Recensione: Primitives
Prima ancora di parlare di musica, non possiamo eludere una piccola quanto sorprendente particolarità. I The Room Colored Charlatans non hanno una pagina su enciclopedia Metallum. Elemento tanto banale quanto curioso e strano, dato che il quintetto dell’Indiana è giunto con Primitives al secondo disco. Elemento banale ma pur sempre problematico, dato che la bio messa a disposizione dai nostri non è proprio esaustiva e ci costringe ad ulteriori ricerche su internet, laddove veniamo informati, ad esempio, di una illustre collaborazione con Daniel Tompkins – ex TesseracT – in occasione della traccia conclusiva The Nexus Point. Un altro elemento curioso, che lascia intendere come i The Room Colored Charlatan non siano degli sprovveduti ed anzi abbiano in serbo più di una sorpresa.
Lasciamo dunque che sia la musica di questo Primitives a parlare per loro. Primitives che si presenta come una sorta di concept album basato su tematiche darwiniane ed evoluzioniste, tematiche che danno una curiosa idea della band di Indianapolis come predatrice di ascoltatori. Il suono dei nostri è estremamente solido, una sorta di incrocio tra prog, death, djent e metalcore, una miscela sempre più frequente, ma proposta dai ciarlatani con un piglio tutt’altro che anonimo.
Il gran lavoro della band è tenuto in piedi prevalentemente dalle chitarre di Justin Seymour e Robert Allen, mentre la sezione ritmica e il furioso screaming di Jared Bush caricano il sound di violenza ed immediatezza. Ne emerge dunque un sound vario e strutturato, capace di momenti al calor bianco come di squarci lussureggianti di pace, su tutti il passaggio tra Native Habitat e Apex predator. Se in molti chiamano alla memoria certi BTBAM, sembra impossibile non citare come il sound del gruppo del Midwest rielabori in modo molto affascinante quel Fluxion che aveva presentato al mondo i The Ocean. Un altro disco preso ad esempio, sebbene in chiave molto più death e meno post, è il Panopticon che ci aveva fatto scoprire gli Isis.
I due brani di punta però sono i due destinati alla chiusura di questo piccolo gioiello, la già citata Nexus Point e la magistrale The Atlas Artifact. Questi brani, che spiccano nettamente in un contesto di tutto rispetto, vengono infatti impreziositi da alcuni passaggi in clean, passaggi che, purtroppo, mettono in luce come i brani ascoltati in precedenza, pur essendo, ripetiamo, di buon livello, abbiano nettamente una marcia in meno.
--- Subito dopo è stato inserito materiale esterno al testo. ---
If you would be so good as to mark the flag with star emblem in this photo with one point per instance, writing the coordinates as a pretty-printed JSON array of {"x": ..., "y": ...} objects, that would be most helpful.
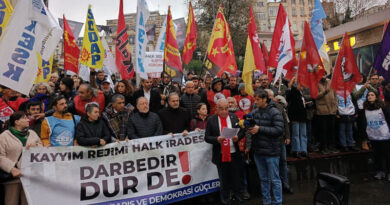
[
  {"x": 172, "y": 61},
  {"x": 191, "y": 35},
  {"x": 310, "y": 69},
  {"x": 220, "y": 54}
]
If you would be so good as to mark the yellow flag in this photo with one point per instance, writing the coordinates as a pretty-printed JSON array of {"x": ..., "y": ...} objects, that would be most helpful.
[
  {"x": 249, "y": 67},
  {"x": 44, "y": 69},
  {"x": 92, "y": 53},
  {"x": 5, "y": 13}
]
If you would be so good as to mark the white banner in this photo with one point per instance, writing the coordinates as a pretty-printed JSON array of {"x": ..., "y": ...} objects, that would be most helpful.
[
  {"x": 31, "y": 30},
  {"x": 141, "y": 40},
  {"x": 155, "y": 170},
  {"x": 154, "y": 63}
]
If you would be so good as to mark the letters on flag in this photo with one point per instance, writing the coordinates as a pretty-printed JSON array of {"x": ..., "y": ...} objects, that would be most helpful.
[
  {"x": 172, "y": 60},
  {"x": 319, "y": 34},
  {"x": 220, "y": 53},
  {"x": 71, "y": 50},
  {"x": 382, "y": 59},
  {"x": 31, "y": 29},
  {"x": 153, "y": 170},
  {"x": 44, "y": 69},
  {"x": 310, "y": 69},
  {"x": 282, "y": 54},
  {"x": 253, "y": 55},
  {"x": 5, "y": 14},
  {"x": 191, "y": 35},
  {"x": 122, "y": 47},
  {"x": 92, "y": 52},
  {"x": 346, "y": 73},
  {"x": 141, "y": 39}
]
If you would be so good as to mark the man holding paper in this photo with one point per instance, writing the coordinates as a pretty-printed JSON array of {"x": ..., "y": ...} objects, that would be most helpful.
[{"x": 226, "y": 154}]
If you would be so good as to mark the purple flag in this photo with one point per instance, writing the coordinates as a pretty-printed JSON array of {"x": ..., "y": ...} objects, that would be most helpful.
[{"x": 382, "y": 59}]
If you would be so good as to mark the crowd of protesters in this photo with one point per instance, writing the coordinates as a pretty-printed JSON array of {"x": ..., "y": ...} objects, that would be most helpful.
[{"x": 280, "y": 119}]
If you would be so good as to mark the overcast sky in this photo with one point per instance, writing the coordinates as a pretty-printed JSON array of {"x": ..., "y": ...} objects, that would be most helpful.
[{"x": 76, "y": 10}]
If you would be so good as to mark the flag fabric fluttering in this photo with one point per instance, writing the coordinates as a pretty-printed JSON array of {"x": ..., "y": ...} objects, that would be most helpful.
[
  {"x": 6, "y": 12},
  {"x": 71, "y": 49},
  {"x": 31, "y": 29},
  {"x": 253, "y": 55},
  {"x": 141, "y": 39},
  {"x": 346, "y": 73},
  {"x": 191, "y": 35},
  {"x": 382, "y": 59},
  {"x": 172, "y": 60},
  {"x": 319, "y": 34},
  {"x": 44, "y": 69},
  {"x": 92, "y": 51},
  {"x": 220, "y": 56},
  {"x": 282, "y": 54},
  {"x": 122, "y": 47},
  {"x": 311, "y": 69}
]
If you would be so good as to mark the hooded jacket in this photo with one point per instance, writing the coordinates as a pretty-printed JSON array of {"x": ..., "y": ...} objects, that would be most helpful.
[{"x": 271, "y": 127}]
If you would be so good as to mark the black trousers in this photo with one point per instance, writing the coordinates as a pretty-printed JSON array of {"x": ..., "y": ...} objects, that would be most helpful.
[
  {"x": 326, "y": 130},
  {"x": 230, "y": 177},
  {"x": 381, "y": 150}
]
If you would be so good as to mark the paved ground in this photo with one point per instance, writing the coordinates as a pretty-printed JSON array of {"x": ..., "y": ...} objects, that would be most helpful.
[{"x": 364, "y": 190}]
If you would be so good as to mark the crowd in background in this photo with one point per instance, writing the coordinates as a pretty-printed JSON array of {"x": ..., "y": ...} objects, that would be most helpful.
[{"x": 281, "y": 119}]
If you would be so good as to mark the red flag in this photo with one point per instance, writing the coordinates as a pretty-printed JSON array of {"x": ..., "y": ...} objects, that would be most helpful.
[
  {"x": 191, "y": 35},
  {"x": 310, "y": 69},
  {"x": 172, "y": 61},
  {"x": 122, "y": 47},
  {"x": 265, "y": 54},
  {"x": 254, "y": 38},
  {"x": 71, "y": 50},
  {"x": 282, "y": 54},
  {"x": 346, "y": 73},
  {"x": 220, "y": 53}
]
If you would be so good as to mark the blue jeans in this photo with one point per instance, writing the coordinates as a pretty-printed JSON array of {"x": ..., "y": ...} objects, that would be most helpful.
[
  {"x": 283, "y": 171},
  {"x": 299, "y": 138},
  {"x": 268, "y": 169},
  {"x": 346, "y": 134}
]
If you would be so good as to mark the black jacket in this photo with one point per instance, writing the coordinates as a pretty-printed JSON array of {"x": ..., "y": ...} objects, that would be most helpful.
[
  {"x": 175, "y": 120},
  {"x": 296, "y": 107},
  {"x": 213, "y": 132},
  {"x": 271, "y": 127},
  {"x": 144, "y": 125},
  {"x": 189, "y": 102},
  {"x": 89, "y": 133},
  {"x": 155, "y": 99}
]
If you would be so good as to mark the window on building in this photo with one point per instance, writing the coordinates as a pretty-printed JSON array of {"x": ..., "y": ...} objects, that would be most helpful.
[{"x": 273, "y": 11}]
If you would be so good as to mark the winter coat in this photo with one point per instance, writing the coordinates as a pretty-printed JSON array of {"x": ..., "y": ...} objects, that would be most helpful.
[
  {"x": 144, "y": 125},
  {"x": 326, "y": 102},
  {"x": 89, "y": 133},
  {"x": 271, "y": 127}
]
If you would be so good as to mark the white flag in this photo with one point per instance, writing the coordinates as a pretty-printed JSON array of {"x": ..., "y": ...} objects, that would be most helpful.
[
  {"x": 31, "y": 29},
  {"x": 141, "y": 39},
  {"x": 161, "y": 38},
  {"x": 285, "y": 49}
]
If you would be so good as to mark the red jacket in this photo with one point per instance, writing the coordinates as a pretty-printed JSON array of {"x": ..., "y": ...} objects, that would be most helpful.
[
  {"x": 213, "y": 97},
  {"x": 245, "y": 103},
  {"x": 80, "y": 104}
]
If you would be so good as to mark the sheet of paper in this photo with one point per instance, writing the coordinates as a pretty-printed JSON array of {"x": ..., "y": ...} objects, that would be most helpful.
[{"x": 229, "y": 132}]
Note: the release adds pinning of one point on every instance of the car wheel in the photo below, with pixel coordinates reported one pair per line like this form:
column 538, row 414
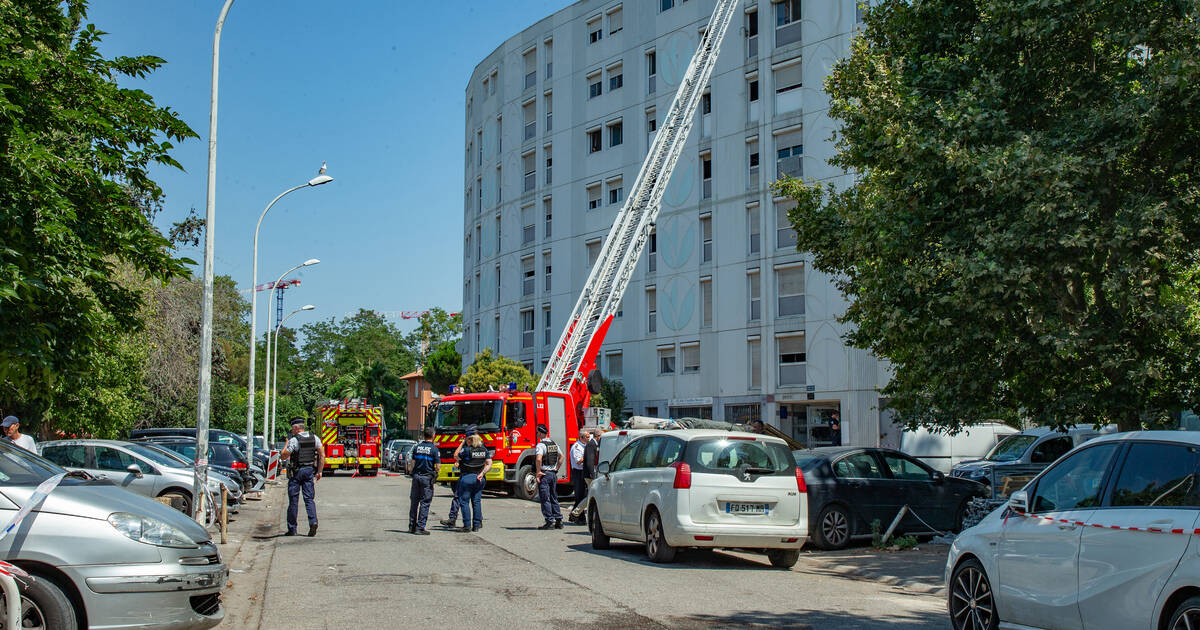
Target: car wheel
column 527, row 484
column 1187, row 615
column 784, row 558
column 657, row 547
column 972, row 605
column 43, row 605
column 185, row 501
column 833, row 528
column 599, row 539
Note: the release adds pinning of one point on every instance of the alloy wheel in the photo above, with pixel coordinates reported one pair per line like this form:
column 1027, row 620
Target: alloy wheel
column 971, row 601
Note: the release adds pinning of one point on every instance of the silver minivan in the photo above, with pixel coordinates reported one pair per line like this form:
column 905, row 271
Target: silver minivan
column 102, row 557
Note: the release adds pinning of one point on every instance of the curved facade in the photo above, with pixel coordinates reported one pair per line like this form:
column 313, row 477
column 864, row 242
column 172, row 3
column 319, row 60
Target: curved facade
column 723, row 318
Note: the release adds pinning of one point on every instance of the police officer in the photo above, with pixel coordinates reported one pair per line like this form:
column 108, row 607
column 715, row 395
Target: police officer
column 425, row 468
column 306, row 460
column 549, row 461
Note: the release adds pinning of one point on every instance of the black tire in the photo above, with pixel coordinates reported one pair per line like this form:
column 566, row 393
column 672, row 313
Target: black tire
column 526, row 485
column 784, row 558
column 657, row 547
column 972, row 603
column 45, row 605
column 833, row 528
column 185, row 497
column 599, row 539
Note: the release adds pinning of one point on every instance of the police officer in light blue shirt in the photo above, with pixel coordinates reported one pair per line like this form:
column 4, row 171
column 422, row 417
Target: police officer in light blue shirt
column 425, row 468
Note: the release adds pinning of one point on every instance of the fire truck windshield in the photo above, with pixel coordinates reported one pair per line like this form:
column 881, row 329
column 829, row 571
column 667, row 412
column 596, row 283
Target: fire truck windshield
column 457, row 415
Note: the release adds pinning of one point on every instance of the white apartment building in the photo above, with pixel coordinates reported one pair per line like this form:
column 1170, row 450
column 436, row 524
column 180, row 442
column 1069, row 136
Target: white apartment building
column 723, row 318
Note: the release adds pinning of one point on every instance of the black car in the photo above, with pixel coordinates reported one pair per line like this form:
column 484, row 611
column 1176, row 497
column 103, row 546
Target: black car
column 849, row 487
column 220, row 455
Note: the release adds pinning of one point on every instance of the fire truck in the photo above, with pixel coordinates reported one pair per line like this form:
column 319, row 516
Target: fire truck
column 507, row 420
column 352, row 433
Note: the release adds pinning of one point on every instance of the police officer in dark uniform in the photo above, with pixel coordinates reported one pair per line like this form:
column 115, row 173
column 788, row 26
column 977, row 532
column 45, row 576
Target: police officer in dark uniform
column 425, row 468
column 306, row 460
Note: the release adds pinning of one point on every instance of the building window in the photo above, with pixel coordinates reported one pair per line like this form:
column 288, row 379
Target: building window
column 615, row 21
column 616, row 365
column 527, row 329
column 595, row 88
column 616, row 133
column 652, row 71
column 595, row 30
column 789, row 151
column 754, row 289
column 531, row 63
column 690, row 358
column 529, row 162
column 616, row 191
column 785, row 234
column 527, row 276
column 666, row 360
column 593, row 252
column 791, row 360
column 593, row 196
column 790, row 289
column 751, row 34
column 652, row 310
column 787, row 22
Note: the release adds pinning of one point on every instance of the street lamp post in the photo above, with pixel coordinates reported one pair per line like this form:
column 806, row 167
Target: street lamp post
column 253, row 304
column 204, row 389
column 275, row 370
column 267, row 390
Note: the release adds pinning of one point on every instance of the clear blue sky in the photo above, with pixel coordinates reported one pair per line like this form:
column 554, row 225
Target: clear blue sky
column 373, row 87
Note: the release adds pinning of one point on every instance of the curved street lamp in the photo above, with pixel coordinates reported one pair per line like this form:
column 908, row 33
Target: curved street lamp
column 253, row 303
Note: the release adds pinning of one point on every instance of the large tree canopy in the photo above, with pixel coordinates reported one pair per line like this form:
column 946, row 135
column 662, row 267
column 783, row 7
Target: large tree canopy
column 75, row 198
column 1021, row 235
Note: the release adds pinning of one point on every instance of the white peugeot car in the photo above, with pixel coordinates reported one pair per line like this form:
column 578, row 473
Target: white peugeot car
column 1107, row 538
column 700, row 489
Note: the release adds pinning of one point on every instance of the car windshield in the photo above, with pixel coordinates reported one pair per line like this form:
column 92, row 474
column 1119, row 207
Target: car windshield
column 456, row 415
column 155, row 456
column 19, row 467
column 1011, row 448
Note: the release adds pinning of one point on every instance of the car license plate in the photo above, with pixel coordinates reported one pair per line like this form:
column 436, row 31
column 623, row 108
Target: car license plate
column 747, row 508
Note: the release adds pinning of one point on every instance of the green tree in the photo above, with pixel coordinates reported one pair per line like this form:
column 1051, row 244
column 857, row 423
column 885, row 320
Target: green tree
column 75, row 153
column 1020, row 237
column 489, row 371
column 443, row 367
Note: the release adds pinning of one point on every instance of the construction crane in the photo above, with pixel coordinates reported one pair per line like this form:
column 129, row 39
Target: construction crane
column 586, row 328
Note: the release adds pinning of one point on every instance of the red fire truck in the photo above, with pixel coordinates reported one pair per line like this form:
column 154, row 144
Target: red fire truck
column 507, row 420
column 352, row 433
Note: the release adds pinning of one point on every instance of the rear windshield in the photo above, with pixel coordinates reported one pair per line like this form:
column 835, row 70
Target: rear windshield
column 726, row 455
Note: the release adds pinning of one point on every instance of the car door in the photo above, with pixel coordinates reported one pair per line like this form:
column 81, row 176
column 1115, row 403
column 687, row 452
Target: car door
column 1122, row 570
column 1037, row 555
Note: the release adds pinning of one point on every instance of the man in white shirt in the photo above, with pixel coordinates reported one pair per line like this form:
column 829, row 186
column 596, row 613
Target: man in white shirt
column 12, row 430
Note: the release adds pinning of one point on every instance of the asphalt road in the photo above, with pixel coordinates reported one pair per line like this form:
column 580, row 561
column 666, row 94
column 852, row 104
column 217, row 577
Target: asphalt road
column 364, row 571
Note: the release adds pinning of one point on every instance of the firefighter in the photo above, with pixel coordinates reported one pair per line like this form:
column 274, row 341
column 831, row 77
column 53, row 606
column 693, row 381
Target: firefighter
column 549, row 461
column 306, row 460
column 425, row 469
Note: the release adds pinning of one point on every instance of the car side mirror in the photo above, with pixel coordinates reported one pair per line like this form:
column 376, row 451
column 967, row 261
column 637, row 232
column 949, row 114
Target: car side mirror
column 1019, row 502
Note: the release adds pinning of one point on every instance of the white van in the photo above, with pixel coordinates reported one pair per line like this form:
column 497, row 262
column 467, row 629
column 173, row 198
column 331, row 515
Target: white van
column 943, row 451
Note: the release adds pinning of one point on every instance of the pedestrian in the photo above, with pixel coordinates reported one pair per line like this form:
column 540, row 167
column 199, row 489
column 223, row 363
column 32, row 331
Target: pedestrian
column 474, row 465
column 12, row 430
column 425, row 468
column 591, row 457
column 306, row 460
column 549, row 461
column 579, row 485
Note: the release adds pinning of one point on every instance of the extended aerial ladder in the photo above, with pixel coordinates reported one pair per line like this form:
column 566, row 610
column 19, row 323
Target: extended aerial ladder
column 580, row 342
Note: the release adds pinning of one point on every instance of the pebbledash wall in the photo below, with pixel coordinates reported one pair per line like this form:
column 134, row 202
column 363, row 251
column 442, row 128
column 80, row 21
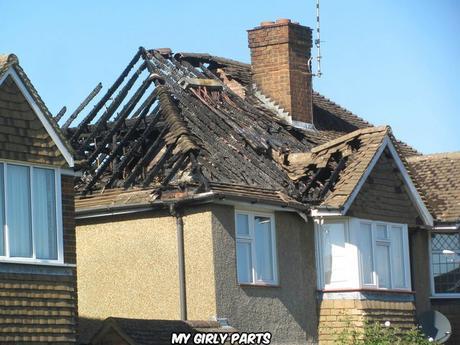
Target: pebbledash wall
column 128, row 268
column 38, row 303
column 288, row 310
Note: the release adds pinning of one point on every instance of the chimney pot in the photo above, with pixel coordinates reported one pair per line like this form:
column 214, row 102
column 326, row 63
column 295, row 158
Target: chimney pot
column 283, row 21
column 268, row 23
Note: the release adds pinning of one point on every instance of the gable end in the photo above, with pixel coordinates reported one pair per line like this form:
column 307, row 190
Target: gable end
column 26, row 133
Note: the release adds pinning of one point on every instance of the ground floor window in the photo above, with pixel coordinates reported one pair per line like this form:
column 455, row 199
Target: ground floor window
column 445, row 261
column 358, row 253
column 256, row 248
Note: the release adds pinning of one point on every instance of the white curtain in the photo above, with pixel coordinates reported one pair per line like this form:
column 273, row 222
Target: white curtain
column 44, row 215
column 264, row 250
column 18, row 211
column 2, row 212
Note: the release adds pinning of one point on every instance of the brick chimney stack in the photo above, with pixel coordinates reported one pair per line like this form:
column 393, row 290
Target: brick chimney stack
column 279, row 55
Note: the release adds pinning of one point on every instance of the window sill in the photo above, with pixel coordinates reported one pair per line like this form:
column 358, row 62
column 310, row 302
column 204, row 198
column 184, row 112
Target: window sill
column 259, row 285
column 35, row 263
column 393, row 291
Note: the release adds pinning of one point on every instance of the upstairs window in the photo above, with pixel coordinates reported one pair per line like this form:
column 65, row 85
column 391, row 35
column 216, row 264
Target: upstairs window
column 256, row 249
column 445, row 261
column 29, row 214
column 356, row 253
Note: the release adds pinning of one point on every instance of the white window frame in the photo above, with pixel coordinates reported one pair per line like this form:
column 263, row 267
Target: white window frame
column 356, row 280
column 59, row 225
column 251, row 238
column 434, row 294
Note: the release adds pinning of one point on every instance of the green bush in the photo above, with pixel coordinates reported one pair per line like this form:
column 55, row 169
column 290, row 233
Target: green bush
column 375, row 333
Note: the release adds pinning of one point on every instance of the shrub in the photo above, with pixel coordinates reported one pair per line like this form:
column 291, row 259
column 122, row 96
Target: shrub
column 375, row 333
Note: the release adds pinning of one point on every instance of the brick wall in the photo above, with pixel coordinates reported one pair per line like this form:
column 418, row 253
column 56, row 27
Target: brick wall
column 279, row 56
column 338, row 314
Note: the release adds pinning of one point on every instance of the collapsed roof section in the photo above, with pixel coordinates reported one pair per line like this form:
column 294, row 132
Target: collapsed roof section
column 187, row 123
column 181, row 126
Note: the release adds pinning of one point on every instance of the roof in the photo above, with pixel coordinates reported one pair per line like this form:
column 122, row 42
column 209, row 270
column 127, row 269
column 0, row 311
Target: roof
column 439, row 179
column 329, row 173
column 156, row 332
column 9, row 67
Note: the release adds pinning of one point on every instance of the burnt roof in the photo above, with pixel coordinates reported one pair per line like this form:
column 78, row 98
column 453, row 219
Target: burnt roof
column 177, row 124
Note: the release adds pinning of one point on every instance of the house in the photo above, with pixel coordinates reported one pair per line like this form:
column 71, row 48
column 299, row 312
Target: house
column 119, row 331
column 38, row 296
column 213, row 189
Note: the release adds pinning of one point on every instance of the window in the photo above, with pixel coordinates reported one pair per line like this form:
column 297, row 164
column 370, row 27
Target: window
column 445, row 261
column 357, row 253
column 29, row 214
column 255, row 248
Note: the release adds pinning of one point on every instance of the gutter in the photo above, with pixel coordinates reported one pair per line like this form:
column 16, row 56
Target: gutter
column 112, row 210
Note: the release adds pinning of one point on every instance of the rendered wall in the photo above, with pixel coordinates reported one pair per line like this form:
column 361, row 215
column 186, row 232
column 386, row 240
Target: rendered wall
column 287, row 310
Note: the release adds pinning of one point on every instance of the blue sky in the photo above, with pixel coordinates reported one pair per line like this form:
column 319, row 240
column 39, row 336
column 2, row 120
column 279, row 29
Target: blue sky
column 391, row 62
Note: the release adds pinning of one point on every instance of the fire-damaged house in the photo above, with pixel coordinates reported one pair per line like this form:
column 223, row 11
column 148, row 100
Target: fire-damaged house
column 217, row 190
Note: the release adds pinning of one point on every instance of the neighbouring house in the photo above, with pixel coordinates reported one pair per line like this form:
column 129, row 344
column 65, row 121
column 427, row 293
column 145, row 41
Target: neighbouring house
column 38, row 295
column 213, row 189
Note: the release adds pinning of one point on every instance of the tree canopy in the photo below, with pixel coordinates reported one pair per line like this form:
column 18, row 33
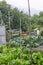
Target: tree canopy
column 16, row 15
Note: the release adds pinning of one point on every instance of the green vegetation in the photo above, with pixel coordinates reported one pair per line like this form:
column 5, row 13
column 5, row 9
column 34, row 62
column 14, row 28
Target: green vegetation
column 15, row 15
column 16, row 56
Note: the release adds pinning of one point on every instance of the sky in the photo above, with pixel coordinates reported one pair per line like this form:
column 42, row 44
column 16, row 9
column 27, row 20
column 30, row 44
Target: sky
column 35, row 5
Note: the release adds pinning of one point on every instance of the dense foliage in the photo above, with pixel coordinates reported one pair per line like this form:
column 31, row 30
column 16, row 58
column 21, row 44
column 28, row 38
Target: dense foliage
column 19, row 56
column 15, row 15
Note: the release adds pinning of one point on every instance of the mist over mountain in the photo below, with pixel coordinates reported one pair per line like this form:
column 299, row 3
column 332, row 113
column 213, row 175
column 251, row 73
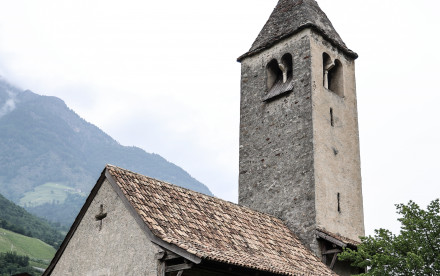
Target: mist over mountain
column 49, row 155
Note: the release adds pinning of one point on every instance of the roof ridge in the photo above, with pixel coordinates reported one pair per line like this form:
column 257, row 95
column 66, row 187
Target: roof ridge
column 199, row 193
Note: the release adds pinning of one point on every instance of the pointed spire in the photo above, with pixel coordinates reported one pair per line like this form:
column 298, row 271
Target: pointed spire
column 292, row 16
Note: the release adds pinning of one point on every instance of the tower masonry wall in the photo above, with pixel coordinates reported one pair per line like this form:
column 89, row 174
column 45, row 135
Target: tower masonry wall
column 276, row 140
column 339, row 207
column 118, row 246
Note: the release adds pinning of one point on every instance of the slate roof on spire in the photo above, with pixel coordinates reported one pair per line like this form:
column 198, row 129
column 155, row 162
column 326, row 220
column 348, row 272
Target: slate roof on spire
column 292, row 16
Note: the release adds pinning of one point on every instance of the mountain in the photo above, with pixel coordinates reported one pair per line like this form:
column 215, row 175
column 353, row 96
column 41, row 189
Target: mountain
column 17, row 220
column 49, row 156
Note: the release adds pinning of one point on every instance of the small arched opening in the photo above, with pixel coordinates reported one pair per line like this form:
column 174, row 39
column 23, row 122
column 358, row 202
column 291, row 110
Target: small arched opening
column 279, row 77
column 287, row 63
column 273, row 73
column 333, row 75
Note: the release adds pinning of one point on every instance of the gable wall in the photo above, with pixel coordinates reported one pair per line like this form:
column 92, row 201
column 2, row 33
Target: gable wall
column 119, row 248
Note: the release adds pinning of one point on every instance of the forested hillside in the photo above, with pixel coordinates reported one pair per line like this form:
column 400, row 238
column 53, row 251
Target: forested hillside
column 50, row 158
column 18, row 220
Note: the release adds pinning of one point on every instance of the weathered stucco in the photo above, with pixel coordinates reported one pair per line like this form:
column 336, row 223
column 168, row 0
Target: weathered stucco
column 276, row 140
column 336, row 148
column 118, row 247
column 293, row 162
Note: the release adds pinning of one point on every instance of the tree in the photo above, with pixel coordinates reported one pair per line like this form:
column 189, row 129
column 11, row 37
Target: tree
column 415, row 251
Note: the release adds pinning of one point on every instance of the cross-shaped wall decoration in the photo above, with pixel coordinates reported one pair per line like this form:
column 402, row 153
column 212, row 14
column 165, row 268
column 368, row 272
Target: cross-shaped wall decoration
column 101, row 216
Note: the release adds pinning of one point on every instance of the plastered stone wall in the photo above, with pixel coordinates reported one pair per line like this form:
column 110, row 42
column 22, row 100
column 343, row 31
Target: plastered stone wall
column 276, row 140
column 293, row 163
column 119, row 248
column 336, row 148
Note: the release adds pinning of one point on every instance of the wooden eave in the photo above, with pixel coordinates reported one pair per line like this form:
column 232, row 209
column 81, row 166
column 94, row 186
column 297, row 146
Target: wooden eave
column 106, row 175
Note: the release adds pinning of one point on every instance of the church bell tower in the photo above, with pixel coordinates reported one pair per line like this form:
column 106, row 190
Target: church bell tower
column 299, row 138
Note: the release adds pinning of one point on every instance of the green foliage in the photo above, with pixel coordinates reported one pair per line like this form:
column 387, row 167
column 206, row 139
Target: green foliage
column 52, row 193
column 11, row 263
column 23, row 245
column 43, row 141
column 415, row 251
column 18, row 220
column 62, row 214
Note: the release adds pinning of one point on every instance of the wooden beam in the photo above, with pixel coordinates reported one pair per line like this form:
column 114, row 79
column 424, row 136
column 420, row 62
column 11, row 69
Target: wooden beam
column 160, row 255
column 333, row 261
column 171, row 256
column 178, row 267
column 337, row 250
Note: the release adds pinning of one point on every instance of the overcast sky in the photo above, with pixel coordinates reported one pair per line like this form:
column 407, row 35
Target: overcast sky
column 163, row 76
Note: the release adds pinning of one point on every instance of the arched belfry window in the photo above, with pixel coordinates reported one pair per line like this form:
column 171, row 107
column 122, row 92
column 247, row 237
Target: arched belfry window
column 279, row 77
column 333, row 75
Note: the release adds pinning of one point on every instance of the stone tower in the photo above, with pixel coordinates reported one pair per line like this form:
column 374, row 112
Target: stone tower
column 299, row 140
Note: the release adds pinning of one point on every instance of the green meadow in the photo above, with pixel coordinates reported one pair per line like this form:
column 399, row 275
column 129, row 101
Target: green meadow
column 50, row 192
column 39, row 252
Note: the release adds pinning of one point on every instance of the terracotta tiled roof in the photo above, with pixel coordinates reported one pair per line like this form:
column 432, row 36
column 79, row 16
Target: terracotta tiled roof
column 292, row 16
column 343, row 240
column 216, row 230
Chi predica bene razzola male, e per fortuna viene da dire, dato che questi ragazzi, pur essendo ciarlatani di nome non lo sono per niente nei fatti. E c’è poco da fare, perché se quelle clean fossero state distribuite su tutto il disco ci troveremo qui ad elogiare qualcosa di molto prossimo a Portal of I, sebbene più compatto e meno folkloristico. Ad ogni modo un’ottima prova, che potrebbe aprire molte porte ai Room Colored Charlatan.